Please Put 2022 Productivity Data In Its Proper Context

Is productivity worryingly low right now? Some commentators have argued it is, going on to argue that the "disappointing" productivity data should be a primary factor in the Fed's upcoming policy decisions. By their logic, disappointing realized productivity performance in 2022 increases the likelihood of further productivity in the future, and therefore more wage-driven inflation risk. For some, this justifies further hikes from the Fed, thereby putting the labor market recovery at greater risk.

But is the premise even right? Seen in the proper context of the pandemic-induced recession and the subsequently rapid and complete recovery in employment, the productivity data looks...fine? It's in the same neighborhood as the 5-year trend that preceded the pandemic–in fact, it actually looks better than what that trend would predict. This would be cold comfort if it was merely an artifact of depressed employment, as was the case in the three years following the previous two recessions. But that is clearly not the case now.

The reason for real GDP underperforming its pre-pandemic trend is an aging population, which is (predictably) shifting down the trend in hours worked. Productivity is not the culprit. In a forthcoming piece, we will discuss some reasons for cautious optimism about productivity improvement, at least as measured by output per hour estimates.


But first, a cautionary note: the productivity data is generally bad and the commentary about the data is generally worse.

Intuitively, productivity is a microeconomic concept: how much "stuff" is each worker making per hour at work. Yet when measured with the statistics we have, all of these individual workers disappear and we are working with averages and aggregates which tell us little about the validity of the anecdata used to explain recent productivity data.

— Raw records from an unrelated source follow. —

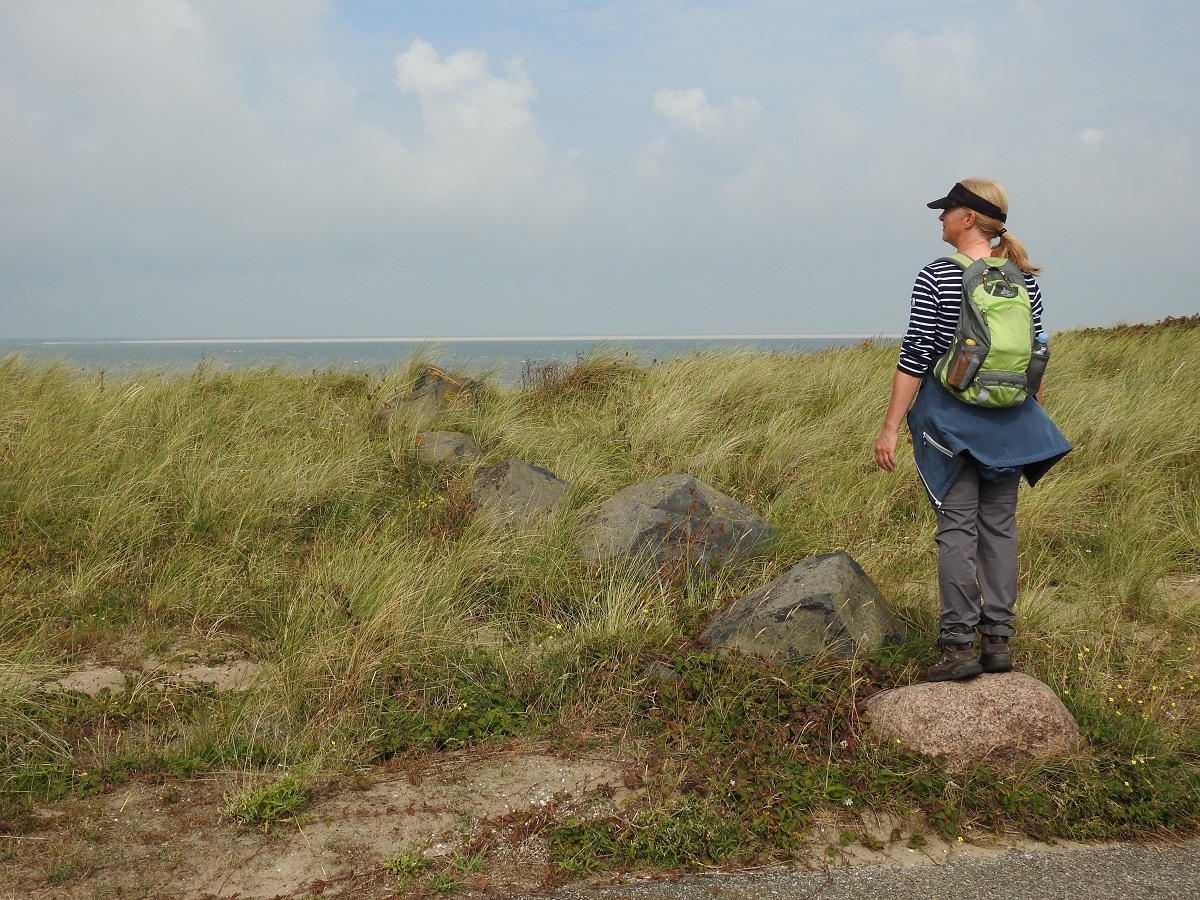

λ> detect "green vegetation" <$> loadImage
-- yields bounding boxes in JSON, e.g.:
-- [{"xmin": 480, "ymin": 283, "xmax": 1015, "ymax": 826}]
[
  {"xmin": 226, "ymin": 774, "xmax": 308, "ymax": 832},
  {"xmin": 0, "ymin": 318, "xmax": 1200, "ymax": 873}
]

The official productivity estimates available to us are not measured in terms of productivity microdata, even at a firm- or establishment-level. Instead, it is a ratio of independently measured aggregates: roughly speaking, it is nominal GDP divided by the GDP deflator, divided by total hours worked. While the BEA does try to connect nominal expenditure observations to their price observations at a more granular microeconomic level, it makes no such attempt to connect these observations with each hour of labor performed. Astute readers will see this as analogous to the problems with "real wages."

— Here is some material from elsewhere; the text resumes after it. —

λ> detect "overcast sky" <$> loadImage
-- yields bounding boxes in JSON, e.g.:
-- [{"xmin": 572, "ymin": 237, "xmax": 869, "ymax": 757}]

So if these estimates are inherently mechanical, their causes are as well. A story about disappointing productivity data is a story about real output disappointing relative to total employment and total hours worked. If you spend hours working that contribute to to future – rather than currently measured – GDP, and then get laid off, your being laid off raises measured productivity in the short-term. This remains true even if those same "productivity-increasing" layoffs ultimately undercut the economy's long-term productive capacity.

Given all of the potential issues and perverse noise stemming from measurement problems, productivity is not a good variable for real-time policymaking. Today, though, we have to care merely because everyone else (and specifically the Fed) does. The Fed is leaning on claims of weak productivity to aim for weaker wage growth and recessionary job loss as a result. The last time the Fed ran this playbook in 1999 and 2000, not only did they catalyze a multi-year rise in mass joblessness...they ultimately helped to weaken productivity growth in the process.

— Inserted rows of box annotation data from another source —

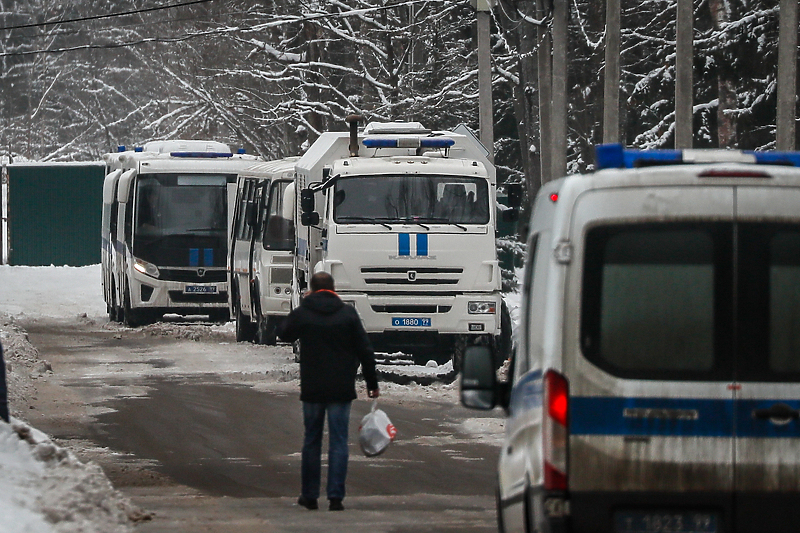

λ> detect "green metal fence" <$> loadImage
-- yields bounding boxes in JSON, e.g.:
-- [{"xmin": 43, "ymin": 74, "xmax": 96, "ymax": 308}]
[{"xmin": 7, "ymin": 162, "xmax": 105, "ymax": 266}]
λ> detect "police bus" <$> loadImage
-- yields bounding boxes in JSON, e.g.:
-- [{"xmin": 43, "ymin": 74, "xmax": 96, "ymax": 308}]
[
  {"xmin": 102, "ymin": 141, "xmax": 258, "ymax": 326},
  {"xmin": 228, "ymin": 157, "xmax": 298, "ymax": 344}
]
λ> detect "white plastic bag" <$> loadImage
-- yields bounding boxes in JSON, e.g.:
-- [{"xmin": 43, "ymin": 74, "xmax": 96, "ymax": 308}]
[{"xmin": 358, "ymin": 400, "xmax": 397, "ymax": 457}]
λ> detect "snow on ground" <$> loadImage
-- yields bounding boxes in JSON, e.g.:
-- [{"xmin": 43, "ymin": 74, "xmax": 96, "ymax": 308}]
[
  {"xmin": 0, "ymin": 265, "xmax": 106, "ymax": 317},
  {"xmin": 0, "ymin": 318, "xmax": 146, "ymax": 533},
  {"xmin": 0, "ymin": 265, "xmax": 519, "ymax": 533},
  {"xmin": 0, "ymin": 265, "xmax": 143, "ymax": 533}
]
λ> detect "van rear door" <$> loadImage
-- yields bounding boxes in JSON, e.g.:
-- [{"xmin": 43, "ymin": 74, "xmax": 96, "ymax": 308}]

The missing context: Productivity estimates tend to surge in recessions, and worsens as employment recovers.

The first thing to contextualize about productivity as measured: it predictably surges during recessions. Productivity growth is locally strongest when jobs and hours worked are in decline.

Today's hours worked does not neatly align today's produced output. Often those hours produce intermediate and intangible services that support future output growth, but without necessarily adding to measures of today's GDP. Recessionary job loss tends to predictably raise productivity estimates in a sharp and sudden manner, only to subsequently underperform once employment begins to finally recover.

If you look closely, the productivity slowdown from 2021 onwards seems to be mostly a predictable give-back from the recession-driven productivity surge in 2020. Even now, the most-cited measure of productivity—nonfarm output per hour—has been growing faster since 2019Q4 than it did over the 5 years that preceded the pandemic. The annualized growth rate of nonfarm productivity was 1.49% from 2019Q4 to 2022Q3. It was 1.41% from 2014Q4-2019Q4.

Real GDP—which includes agricultural output—is also outperforming what would be implied by (1) its pre-pandemic 5-year productivity trend and (2) the current recovery in hours worked. And unlike the previous labor market recoveries, this recovery actually was swift and virtually complete. Whatever "labor supply disappointment" commentators want to complain about, it seems almost entirely a function of an aging population and not a sudden structural shift in prime working age persons' work preferences.

What we are left with is actually an encouraging picture: we recovered the jobs and hours back previously lost to the recession with real GDP still outperforming what pre-pandemic productivity trends implied! The reason for real GDP not reaching its pre-pandemic trend is an aging population, which is shifting down the trend in hours worked. While pandemic-induced population loss may have hastened some of the "labor-supply-reducing effects" of an aging population, the bulk of this dynamic should have been known ahead of time. It is not a reflection of productivity dynamics.

In a forthcoming piece, we will highlight some cautious reasons for optimism about productivity data given what we know about the sources of relative output and productivity disappointment, but for now, please please please try to put the productivity data in its proper context.